I/ITSEC Author's Paper Template

Interservice/Industry Training, Simulation, and Education Conference (I/ITSEC) 2003

Joint Experimentation on Scalable Parallel Processors

Dan M. Davis

Information Sciences Institute, University of Southern California

Marina del Rey, California

ABSTRACT

The JESPP project exemplifies the ready utility of High Performance computing for large-scale simulations. J9, the Joint Experimentation Program at the US Joint Forces Command, is tasked with ensuring that the United States’ armed forces benefit from improvements in doctrine, interoperability, and integration. In order to simulate the future battlespace, J9 must expand the capabilities of its JSAF code along several critical axes: continuous experimentation, number of entities, behaviors complexity, terrain databases, dynamic infrastructure representations, environmental models, and analytical capabilities. Increasing the size and complexity of JSAF exercises in turn requires increasing the computing resources available to JFCOM. Our strategy exploits the scalable parallel processors (SPPs) deployed by DoD’s High Performance Computing Modernization Program (HPCMP). Synthetic forces have long run in parallel on inter-networked computers. SPPs are a natural extension of this, providing a large number of processors, inter-connected with a high performance switch, and a collective job management framework. To effectively use an SPP, we developed software routers that replace multicast messaging with point-to-point transmission of interest-managed packets. This in turn required development of a new simulation preparation utility to define the communication topology and initialize the exercise. We also developed tools to monitor processor and network loading and loggers capable of absorbing all of the exercise data. We will report on the results of J9’s December 2002 Prototype Event which simulated more than one million clutter entities along with a few thousand operational entities using 50,000 interest states on a terrain database encompassing the entire Pacific Rim. The exercise was controlled and “fought” from a J9 test bay in Suffolk, VA and the clutter entities were executed on a remote SPP in Los Angeles, CA. We will also present results from the Prototype Event in March 2003, as well as our long-term plans.

ABOUT THE AUTHORS

Robert F. Lucas is the Director of the Computational Sciences Division of the University of Southern California's Information Sciences Institute (ISI). There he manages research in computer architecture, VLSI, compilers and other software tools. He has been the principal investigator on the JESPP project since its inception in the Spring of 2002. Prior to joining ISI, he was the Head of the High Performance Computing Research Department for the National Energy Research Scientific Computing Center (NERSC) at Lawrence Berkeley National Laboratory, the Deputy Director of DARPA's Information Technology Office, and a member of the research staff of the Institute for Defense Analysis's Center for Computing Sciences. From 1979 to 1984 he was a member of the Technical Staff of the Hughes Aircraft Company. Dr. Lucas received his BS, MS, and PhD degrees in Electrical Engineering from Stanford University in 1980, 1983, and 1988 respectively.

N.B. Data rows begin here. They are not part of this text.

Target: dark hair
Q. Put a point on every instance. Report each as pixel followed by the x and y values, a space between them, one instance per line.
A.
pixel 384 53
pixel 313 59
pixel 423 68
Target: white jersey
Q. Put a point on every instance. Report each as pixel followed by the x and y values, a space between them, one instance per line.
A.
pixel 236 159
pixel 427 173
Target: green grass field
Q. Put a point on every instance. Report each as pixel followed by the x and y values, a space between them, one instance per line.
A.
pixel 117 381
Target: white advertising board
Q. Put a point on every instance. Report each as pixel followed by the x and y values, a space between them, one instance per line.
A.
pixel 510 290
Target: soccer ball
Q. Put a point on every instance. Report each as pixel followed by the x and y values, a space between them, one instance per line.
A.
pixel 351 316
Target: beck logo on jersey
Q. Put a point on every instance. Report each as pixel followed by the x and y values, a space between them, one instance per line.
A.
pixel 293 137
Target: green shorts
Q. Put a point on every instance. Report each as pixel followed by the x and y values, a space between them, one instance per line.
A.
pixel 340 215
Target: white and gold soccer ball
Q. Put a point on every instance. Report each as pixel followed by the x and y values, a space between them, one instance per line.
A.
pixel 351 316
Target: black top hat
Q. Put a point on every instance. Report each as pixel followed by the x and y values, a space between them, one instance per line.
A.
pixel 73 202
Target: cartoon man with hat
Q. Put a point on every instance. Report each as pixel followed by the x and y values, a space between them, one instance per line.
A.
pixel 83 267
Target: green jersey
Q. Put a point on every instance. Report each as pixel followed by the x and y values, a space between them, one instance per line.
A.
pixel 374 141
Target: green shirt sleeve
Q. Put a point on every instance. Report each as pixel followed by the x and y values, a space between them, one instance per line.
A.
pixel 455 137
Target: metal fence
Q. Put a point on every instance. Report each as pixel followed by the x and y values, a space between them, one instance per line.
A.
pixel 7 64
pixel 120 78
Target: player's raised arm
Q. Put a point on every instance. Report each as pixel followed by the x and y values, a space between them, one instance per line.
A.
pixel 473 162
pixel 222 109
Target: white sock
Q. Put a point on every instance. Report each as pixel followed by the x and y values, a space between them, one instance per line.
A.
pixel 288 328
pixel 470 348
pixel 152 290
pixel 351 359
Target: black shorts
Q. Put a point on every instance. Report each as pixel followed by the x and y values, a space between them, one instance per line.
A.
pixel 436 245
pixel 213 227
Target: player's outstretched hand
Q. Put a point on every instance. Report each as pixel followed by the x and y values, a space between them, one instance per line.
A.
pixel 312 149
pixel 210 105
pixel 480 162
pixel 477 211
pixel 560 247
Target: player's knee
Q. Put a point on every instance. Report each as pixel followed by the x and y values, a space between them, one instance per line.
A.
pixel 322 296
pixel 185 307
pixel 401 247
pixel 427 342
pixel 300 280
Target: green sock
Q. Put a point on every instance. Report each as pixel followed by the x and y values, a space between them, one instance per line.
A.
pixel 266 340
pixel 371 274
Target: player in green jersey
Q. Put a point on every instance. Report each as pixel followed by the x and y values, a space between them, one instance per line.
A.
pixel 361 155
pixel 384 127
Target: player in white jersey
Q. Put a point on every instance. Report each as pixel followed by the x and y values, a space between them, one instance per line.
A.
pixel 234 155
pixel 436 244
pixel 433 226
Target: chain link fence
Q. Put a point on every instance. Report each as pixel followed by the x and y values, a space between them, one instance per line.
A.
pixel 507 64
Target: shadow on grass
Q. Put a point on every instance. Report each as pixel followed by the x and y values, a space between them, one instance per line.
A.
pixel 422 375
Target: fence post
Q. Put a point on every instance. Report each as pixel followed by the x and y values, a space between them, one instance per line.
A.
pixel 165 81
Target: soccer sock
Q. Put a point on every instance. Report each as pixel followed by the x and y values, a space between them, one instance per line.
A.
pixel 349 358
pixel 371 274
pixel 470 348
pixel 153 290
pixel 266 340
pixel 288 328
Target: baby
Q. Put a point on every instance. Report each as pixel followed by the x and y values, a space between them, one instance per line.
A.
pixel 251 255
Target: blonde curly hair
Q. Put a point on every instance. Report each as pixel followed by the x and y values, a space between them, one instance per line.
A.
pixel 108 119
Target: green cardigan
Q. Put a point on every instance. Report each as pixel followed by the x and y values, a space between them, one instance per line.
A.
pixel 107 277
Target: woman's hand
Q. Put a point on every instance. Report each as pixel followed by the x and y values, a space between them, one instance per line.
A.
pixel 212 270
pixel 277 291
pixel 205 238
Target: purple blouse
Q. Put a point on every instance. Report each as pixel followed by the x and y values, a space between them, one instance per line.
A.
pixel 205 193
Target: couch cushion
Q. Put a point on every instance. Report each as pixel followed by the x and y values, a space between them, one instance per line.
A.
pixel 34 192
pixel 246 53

Dan M. Davis is the Director, JESPP Project, Information Sciences Institute (ISI), University of Southern California, and has been active in large-scale distributed simulations for the DoD. While he was the Assistant Director of the Center for Advanced Computing Research at the Caltech, he managed Synthetic Forces Express, a multi-year simulation project. Prior to that, he was a Software Engineer on the All Source Analysis System project at the Jet Propulsion Laboratory and worked on a classified project at Martin Marietta, Denver. An active duty Marine Cryptologist, he currently holds a U.S.N.R. commission as a Commander, Cryptologic Specialty. He has served as the Chairman of the Coalition of Academic Supercomputing Centers and the Coalition for Academic Scientific Computation. He was part of the University of Hawai‘i team that won the Maui High Performance Computing Center contract in May of 2001. He received a B.A. and a J.D., both from the University of Colorado in Boulder.

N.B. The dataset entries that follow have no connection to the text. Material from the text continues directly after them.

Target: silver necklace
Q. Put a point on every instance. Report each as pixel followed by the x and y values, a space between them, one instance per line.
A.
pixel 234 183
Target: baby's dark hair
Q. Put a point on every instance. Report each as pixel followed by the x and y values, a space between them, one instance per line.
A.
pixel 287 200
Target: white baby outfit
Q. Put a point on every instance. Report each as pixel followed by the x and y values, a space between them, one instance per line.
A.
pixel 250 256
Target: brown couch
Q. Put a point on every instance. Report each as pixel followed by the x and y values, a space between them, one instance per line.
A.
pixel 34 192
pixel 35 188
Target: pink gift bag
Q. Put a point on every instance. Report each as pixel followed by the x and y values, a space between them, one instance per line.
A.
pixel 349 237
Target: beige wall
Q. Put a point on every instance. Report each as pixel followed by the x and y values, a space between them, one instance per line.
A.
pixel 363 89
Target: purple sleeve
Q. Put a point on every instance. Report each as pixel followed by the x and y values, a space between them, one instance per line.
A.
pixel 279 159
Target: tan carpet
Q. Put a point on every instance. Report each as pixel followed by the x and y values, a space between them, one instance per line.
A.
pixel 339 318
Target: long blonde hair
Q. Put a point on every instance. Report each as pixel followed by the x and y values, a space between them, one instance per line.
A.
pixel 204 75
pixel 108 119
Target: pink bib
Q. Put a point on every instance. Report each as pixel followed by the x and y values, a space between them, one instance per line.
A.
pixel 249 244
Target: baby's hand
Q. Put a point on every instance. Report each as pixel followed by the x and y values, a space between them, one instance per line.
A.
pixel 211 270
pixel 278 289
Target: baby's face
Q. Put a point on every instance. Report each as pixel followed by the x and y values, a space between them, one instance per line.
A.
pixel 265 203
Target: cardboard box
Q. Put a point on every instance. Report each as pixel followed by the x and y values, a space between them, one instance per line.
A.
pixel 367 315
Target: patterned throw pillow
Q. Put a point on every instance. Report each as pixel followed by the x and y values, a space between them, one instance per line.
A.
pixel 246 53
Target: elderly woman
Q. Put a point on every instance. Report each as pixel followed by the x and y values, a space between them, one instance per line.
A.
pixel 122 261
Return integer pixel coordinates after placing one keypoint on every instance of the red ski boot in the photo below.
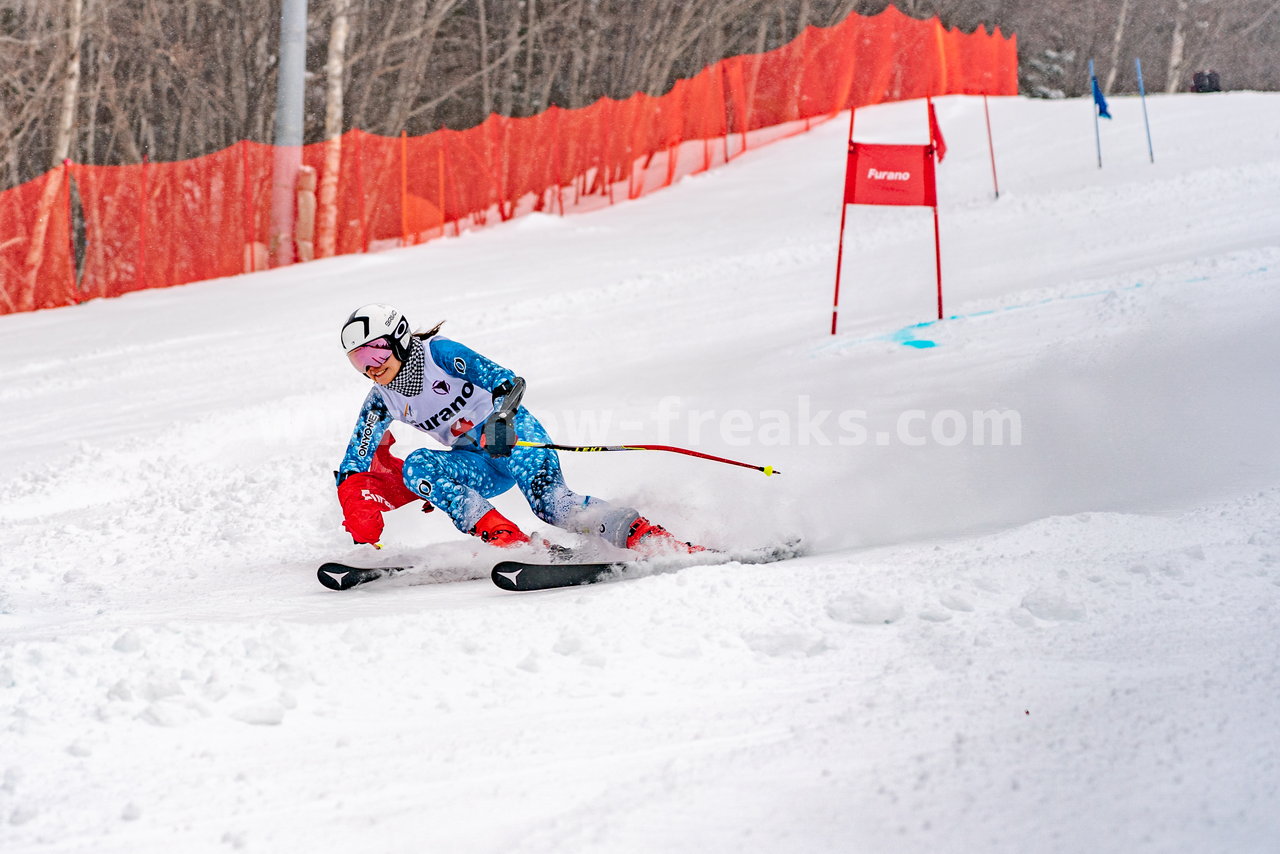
(653, 539)
(498, 530)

Interservice/Industry Training, Simulation, and Education Conference (I/ITSEC) 2003

Joint Experimentation on Scalable Parallel Processors

Robert F. Lucas, Dan M. Davis

Information Sciences Institute, University of Southern California

Marina del Rey, California

Interservice/Industry Training, Simulation, and Education Conference (I/ITSEC) 2003

Introduction and Background

The United States has a vested interest in being able to simulate more than one million vehicles, all with sophisticated behaviors, operating on a global-scale, variable resolution terrain database. This is driven by the government’s needs to accommodate new computer and communications technology (Cebrowski, 1998) and simulate more complex human functions in technically diverse situations (Sanne, 1999). The U.S. Department of Defense (DoD) has begun a series of experiments to model and simulate the complexities of urban environments. In support of their mission, analysts need to conduct interactive experiments with entity-level simulations, using programs such as the Semi-Automated Forces (SAF) family used by the DoD (Ceranowicz, 2002). This needs to be done at a scale and level of resolution adequate for modeling the complexities of military operations in urban situations. All of this mandates the government analysts’ requirement of simulations of at least 1,000,000 vehicles or entities on a global-scale terrain database with high-resolution insets. Experimenters using large numbers of Linux PCs distributed across a LAN found that communications limited the analysts to tens of thousands of vehicles, about two orders of magnitude fewer vehicles than their needs. This paper addresses the benefits of the successful application of computational science and parallel computing on SPPs to this issue. By extension, it illuminates the way for those with similar simulation needs, but faced with similar computational constraints, to make beneficial use of the SPP assets of the High Performance Modernization Program (HPCMP.)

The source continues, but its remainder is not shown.